Departed

I HAVE this recurring dream about my recently departed lolo. We’re sitting at the dinner table like we used to in my childhood. This time, instead of watching him eat his food with gusto (I did this until I was 10), I’m talking to him and just unloading. I’m anxious that I don’t do a good enough job at work. I’m frightened about sabotaging my own life with the choices I make. I’m afraid I fall short of the measure people put on grown-up #adulting Chinoy guys. Every time this happens, he never says a word and looks at me the way he always does when he tries to gently (but firmly) steer his grandchildren in the right direction. And then the dream ends.

I don’t know if this is a common theme among people with loved ones who have passed on—sometimes too soon. I can only surmise there’s some mental (and spiritual) alchemy when we desperately want to feel them near us again, even if only in our unconscious minds. Whatever the case, the past few months have been filled with too many goodbyes for too many departed. My heart goes out to friends and family who now have to live with that overarching feeling of loss and absence daily.

Yet it’s through these departures that we realize life is worth living. Not all eulogies are made equal, but when you personally know someone and hear other people talk about the good that the departed have done in their lives, it restores your faith in humanity. You realize that it’s in the small, seemingly insignificant things that the departed made the most impact in. And then you see that it doesn’t take much for you to honor the departed’s legacy—just kindness and tolerance in the little acts that don’t make it to IG or Snapchat.

It begins to dawn on you how short life is—and how precious each second, minute, and hour you spend is.
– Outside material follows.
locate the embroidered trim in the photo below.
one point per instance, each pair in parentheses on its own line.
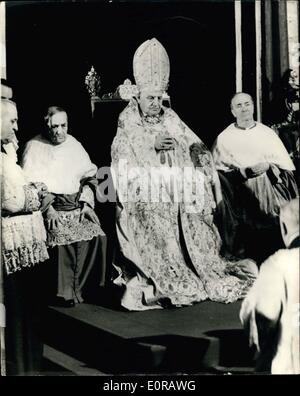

You entwine the beauty of taking in every moment life has to offer—to “stop and smell the roses”—with the urgency of moving quickly so that your moment in the sun does not pass you by. Then you spend the rest of your life trying to strike that balance. I’m 30, and I don’t have the slightest idea how to stay balanced for longer than a week at a time.

Which brings me back to my dream. I sense my lolo nudging me forward and reminding me that life goes on. That I don’t have to “get it” all at once but can do so along the way, so long as I keep one foot ahead of the other. That there are going to be difficult and dark days—a lot of those—but that I should keep trusting my story and how it will write out.

Let’s hold up and hold on—in loving memory of all our dearly departed.